A metal bowl with a wooden handle, known as a dipper, was unhooked from the wall and the mugs rinsed out in a few inches of water poured from a can. Water, Pip explained, was precious. The boats carried big four-gallon cans on the cabin roofs. There was no convenient tap to turn on and the cans had to be refilled at water taps along the
canal that were, Pip said, few and far between. The dipper apparently did service for washing many things – vegetables, dishes, clothes and themselves. Water used for cooking was kept for boiling eggs, egg water for making tea and cocoa.

The motor,
Cetus
, lay alongside the butty,
Aquila
. At first sight, there had seemed little difference between the two, but Frances soon learned otherwise. For a start, the tillers were quite different – the butty's a long, thick piece of wood, curved and tapered like a steer's horn, while the motor's was metal banded in red, white and blue paint and bent like a swan's neck. On the motor, the steerer stood on a flat counter at the stern, not down in a well as on the butty, and the propeller blades and helm were protected by fat rope fenders hanging at the stern. The cabin on the motor was even smaller to allow space for the engine housed beyond the bulkhead, but otherwise it looked much the same as on the butty. She inched her way after Pip along the narrow gunwale that led round the edge of the cabin to the engine-room doors, where she was shown the shiningly kept green National diesel engine and, not so shining or impressive, the enamel bucket that served as the lavatory.

‘You empty it over the side into the cut,' Pip said cheerily. ‘Bucket-and-chucket. A bit primitive, but you'll soon get used to it.'

The gunwale came to a stop at the end of the engine housing and, to go further, they had to climb up onto the roof which also accommodated an old and rusty bike. Beyond and below lay the yawning chasm of the empty cargo hold. Pip's lecture continued.

‘Both of the holds together can carry up to fifty tons. When we're loaded up, you'll see how low the boats go down in the water. Right now, they're riding high.' Pip glanced sideways at her. ‘Think you can walk the plank?'

The hold was divided into three by wooden cross beams placed across the width of the boat. Supported by these, a long and sagging pathway of single planks ran from the cabin roof to the fore-end of the boat. There was, Frances saw, no other way of getting there. She gritted her teeth. ‘I'll try.'

It was a terrifying journey. The planks were no more than a few inches wide and the only handholds along the way were the uprights fixing them to the cross beams. If she lost her balance on the stretches in between, she'd fall straight into the bottom of the empty hold, a good eight feet below. And, just to add to the fun, the planks bounced up and down as she walked. The idyllic recruiting picture hadn't shown any of this, nor had it been mentioned in the interview. She made it to the far end and turned to watch
Pip run across after her as easily as a tightrope walker.

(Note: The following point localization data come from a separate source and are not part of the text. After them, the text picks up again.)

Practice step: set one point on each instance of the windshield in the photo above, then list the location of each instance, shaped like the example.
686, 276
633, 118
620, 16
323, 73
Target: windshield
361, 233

The top planks had finished at a tarpaulin-covered framework called the cratch – another test in the obstacle course. She followed Pip round a narrow gunwale, clinging to the tarpaulin strings, until they finally reached the fore-end deck where an iron hatch covered a snake pit of coiled ropes and straps. There was also a headlight mounted on an iron stand.

‘Not allowed to use it except in tunnels,' Pip said. ‘Blackout regs and all that. Same on the cut as everywhere else. Well, now that you've done all that, let's go and have some dinner in the canteen. They call it dinner – remember that – not lunch.'

The depot canteen was crowded with workmen and wreathed in cigarette smoke. A wireless was going at full blast with a comedian telling jokes to roars of audience laughter. There was a long table down the centre and smaller tables at the sides, where the men were sitting and eating from plates piled high with hot food.